KEIN PLATZ FÜR LANG-LKW AUF RAST- UND AUTOHÖFEN

Oder die Spur wird von Kollegen mit "normalen" LKW blockiert, die nach der erfolglosen Suche nach einem regulären Stellplatz resigniert haben. "Da habe ich schon einige aus dem Tiefschlaf gerissen und mehrmals sogar die Polizei zu Hilfe rufen müssen, was natürlich auch keinen Spaß macht!", erklärt Peter.

Dabei hat er noch Glück. Schließlich wohnt der gelernte Schlosser in der Nähe von Würzburg, also direkt an seiner Strecke. Dort hat er sich eine Parkmöglichkeit bei der ansässigen Mercedes-Niederlassung organisiert und kann so am Wochenende seinen Zug quasi mit nach Hause nehmen.

Peter wünscht sich trotz mancher Widrigkeiten nicht zurück auf einen normalen Satteloder Gliederzug: "Ich war sofort begeistert, als mich der Chef fragte, ob ich mir vorstellen könne, einen Lang-LKW zu fahren. Außerdem bin ich immer noch erstaunt, wie leicht sich das Fahrzeug auch in engen Kreisverkehren handhaben lässt", lautet Peters Resümee.

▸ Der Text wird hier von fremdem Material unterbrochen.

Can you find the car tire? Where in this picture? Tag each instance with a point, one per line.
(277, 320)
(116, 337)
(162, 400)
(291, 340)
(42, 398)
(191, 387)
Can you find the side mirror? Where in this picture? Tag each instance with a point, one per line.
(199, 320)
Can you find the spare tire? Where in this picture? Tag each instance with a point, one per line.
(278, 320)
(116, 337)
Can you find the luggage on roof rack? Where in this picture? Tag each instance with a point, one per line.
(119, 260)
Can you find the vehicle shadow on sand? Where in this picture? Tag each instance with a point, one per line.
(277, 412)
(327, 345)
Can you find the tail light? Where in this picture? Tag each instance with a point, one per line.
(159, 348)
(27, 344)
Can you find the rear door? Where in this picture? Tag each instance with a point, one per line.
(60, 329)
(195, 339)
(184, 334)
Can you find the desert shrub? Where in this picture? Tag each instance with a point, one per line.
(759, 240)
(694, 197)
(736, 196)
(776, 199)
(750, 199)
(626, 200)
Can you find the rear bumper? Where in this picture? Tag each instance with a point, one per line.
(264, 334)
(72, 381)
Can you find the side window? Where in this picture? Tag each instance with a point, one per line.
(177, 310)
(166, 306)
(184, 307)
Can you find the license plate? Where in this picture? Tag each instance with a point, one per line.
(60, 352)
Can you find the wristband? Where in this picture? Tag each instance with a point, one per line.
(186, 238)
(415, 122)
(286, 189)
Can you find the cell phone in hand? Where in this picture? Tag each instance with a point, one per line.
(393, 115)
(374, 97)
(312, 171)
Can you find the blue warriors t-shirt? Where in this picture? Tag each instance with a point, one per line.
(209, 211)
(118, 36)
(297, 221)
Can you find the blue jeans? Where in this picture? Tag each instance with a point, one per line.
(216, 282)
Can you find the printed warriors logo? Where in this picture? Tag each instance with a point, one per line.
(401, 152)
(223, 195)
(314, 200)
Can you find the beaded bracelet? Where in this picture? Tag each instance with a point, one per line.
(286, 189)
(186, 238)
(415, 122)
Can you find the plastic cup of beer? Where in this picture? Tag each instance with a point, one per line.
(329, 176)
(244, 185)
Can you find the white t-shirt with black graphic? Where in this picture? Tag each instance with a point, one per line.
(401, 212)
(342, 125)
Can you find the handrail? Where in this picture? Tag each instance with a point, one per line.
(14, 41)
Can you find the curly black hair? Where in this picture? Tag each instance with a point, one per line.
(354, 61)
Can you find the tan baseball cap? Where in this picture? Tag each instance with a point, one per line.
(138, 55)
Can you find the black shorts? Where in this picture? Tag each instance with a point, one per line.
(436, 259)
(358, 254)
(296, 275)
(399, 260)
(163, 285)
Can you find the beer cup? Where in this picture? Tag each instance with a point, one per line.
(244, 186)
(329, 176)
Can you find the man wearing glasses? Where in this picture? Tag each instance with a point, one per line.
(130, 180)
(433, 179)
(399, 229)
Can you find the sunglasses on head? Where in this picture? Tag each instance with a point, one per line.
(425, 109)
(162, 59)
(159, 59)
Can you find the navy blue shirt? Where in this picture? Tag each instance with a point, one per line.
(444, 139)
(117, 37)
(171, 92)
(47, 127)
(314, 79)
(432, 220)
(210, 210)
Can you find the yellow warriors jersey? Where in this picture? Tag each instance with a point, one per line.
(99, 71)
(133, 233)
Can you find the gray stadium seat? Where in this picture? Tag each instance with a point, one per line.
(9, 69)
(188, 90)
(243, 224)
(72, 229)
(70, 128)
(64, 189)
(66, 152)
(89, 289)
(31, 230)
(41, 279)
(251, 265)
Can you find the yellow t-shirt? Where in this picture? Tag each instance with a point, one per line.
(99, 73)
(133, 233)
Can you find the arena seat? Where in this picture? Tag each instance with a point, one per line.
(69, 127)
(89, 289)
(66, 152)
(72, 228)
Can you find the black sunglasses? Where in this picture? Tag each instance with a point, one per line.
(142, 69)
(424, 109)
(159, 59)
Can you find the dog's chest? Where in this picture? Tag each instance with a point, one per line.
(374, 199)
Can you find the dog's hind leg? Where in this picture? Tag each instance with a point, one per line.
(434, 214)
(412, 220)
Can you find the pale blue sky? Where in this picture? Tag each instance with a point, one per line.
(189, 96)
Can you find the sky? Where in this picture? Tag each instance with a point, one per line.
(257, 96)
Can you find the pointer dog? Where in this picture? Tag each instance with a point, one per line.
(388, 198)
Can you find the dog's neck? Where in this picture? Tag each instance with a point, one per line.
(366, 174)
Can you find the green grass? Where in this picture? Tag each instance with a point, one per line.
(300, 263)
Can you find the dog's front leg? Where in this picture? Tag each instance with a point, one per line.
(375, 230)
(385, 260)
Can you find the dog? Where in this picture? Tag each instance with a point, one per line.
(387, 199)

Nicht nur für den Profi ist das Konzept Lang-LKW der richtige Weg, dem steigenden Güteraufkommen Herr zu werden und effizienter zu transportieren. Da nimmt er auch die immer gleichen Fragen der neugierigen Kollegen gerne in Kauf. Denn die beantwortet Peter eigentlich ganz gerne, wie er grinsend zugibt.